Having Jim at my side has been the greatest of all gifts. He joins me in being supported by this group and in turn, being supportive. Cancer after all, isn’t just about the person who has it. The commitment and love that is expressed by these incredible caregivers is so beautiful that I often find myself in tears when I hear them introduce themselves as husbands, wives, sherpa’s, cheerleaders, taxi drivers, lovers and teammates.

Some of the bravest people I have ever met sit around that table.

Yet, the last thing we think we are…is brave.

Telling Stories

We all have our stories. Our stories after all make up the tapestry of our lives. Several months ago, I was approached by Health Monitor Network wanting to feature my lung cancer story in their ‘Advanced Lung Cancer’ edition. A ninety minute phone interview followed by a 4 hour photo shoot and this is the final product. Jim and Tess handled their roles beautifully with Tess stealing the show showing off for the camera with a smile on her face and a dance in her step. She continues to amaze us with her resiliency.

I am honored and grateful that Health Monitor Network chose to share our stories, may they reach far and wide. Lung cancer remains the #1 cancer killer in the US, more than colon, breast and prostate cancers combined. Yet the dollars spent is drastically, unfathomably disproportionate in federal spending to other cancers. These statistics are beyond unacceptable and the only way the statistics will change is if our stories are told and action is taken. Share our stories. Change the statistics.

We ALL have lungs.

“Pay No Attention To The Man Behind The Curtain…”

the silent voice of the wizard whispers in my ear as I’m lying on my back, naked from the waist up, arms over my head, unable to move with a metal plate on my diaphragm. I’m trying desperately to not hyperventilate. There are cameras above me and I know someone is watching. The name Varian is imprinted on the space age machine hovering over me and I close my eyes and wait for ‘it’ to happen. 

Goodness, this sounds like a nightmare or a science fiction novel yet to be written. Instead, it’s my experience while getting SBRT to a cancerous nodule threatening to wake up in my lung. 

Other than having a metal plate locked into place on my diaphragm to ‘normalize’ my breathing this hasn’t been as bad as it sounds. Why the metal plate? I was told I was a very good Yogic breather – deep inhalations followed by long exhales. One would think this was a good thing but in this case, not a plus.

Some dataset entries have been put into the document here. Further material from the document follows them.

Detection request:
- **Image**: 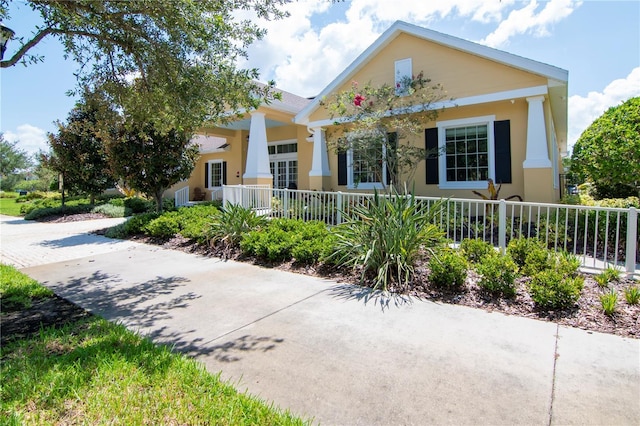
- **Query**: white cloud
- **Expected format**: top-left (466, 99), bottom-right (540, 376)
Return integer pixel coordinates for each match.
top-left (3, 124), bottom-right (49, 158)
top-left (243, 0), bottom-right (579, 98)
top-left (567, 67), bottom-right (640, 153)
top-left (481, 0), bottom-right (582, 48)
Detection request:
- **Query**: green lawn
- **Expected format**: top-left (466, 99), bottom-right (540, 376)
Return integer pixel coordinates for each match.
top-left (0, 194), bottom-right (23, 216)
top-left (0, 265), bottom-right (307, 425)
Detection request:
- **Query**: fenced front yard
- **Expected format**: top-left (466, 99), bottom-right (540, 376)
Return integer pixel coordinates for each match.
top-left (222, 185), bottom-right (639, 278)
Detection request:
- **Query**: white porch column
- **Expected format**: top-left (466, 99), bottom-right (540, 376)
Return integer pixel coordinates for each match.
top-left (523, 96), bottom-right (552, 168)
top-left (308, 127), bottom-right (330, 177)
top-left (243, 112), bottom-right (272, 180)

The staff is great. My doc is great. The medical physicist I’m told is great but I haven’t met him/her yet so I’ll take their word for it. The techs positioning me on the table are superbly considerate, professional and friendly, clearly explaining what they are doing and what will be happening. It took a week after getting 4D scans to come up with this treatment plan.  A tremendous amount of thought went in to mapping out the trajectory and how to give just the right amount of radiation to just the right areas while doing everything possible to avoid important things like nerves and bones and arteries.  So far, this treatment has been pain free and side effect free, everything that I was told it would be.

Jim and I will return on Monday, Wednesday and Friday this week for the final three SBRT treatments. When will I know if this has worked? Possibly not for six months. My next scan in two-three months will more than likely show an uptake in SUV activity because of inflammation caused by the radiation so the following scan will be a better indicator.

When I look back on the past two and a half years, I think I’ve done pretty well in confronting my fear, seeing it’s face and acknowledging what can be gained and/or lost. But, every time a new treatment arises, I must once again go back to the well and find more faith, more hope, and more strength. With help I find it, I always find it, but DAMN this is a crazy ride. 

While not very original this was a moment for me… I got my very first tattoos! I asked for something exotic with color, flowers and feathers but I was only allowed four tiny black dots for reference. Permanent reminders of a hopeful future. Too bad my insurance doesn’t cover body art. These tiny black dots are the beginnings of a new chapter and I think the completed picture will be quite lovely.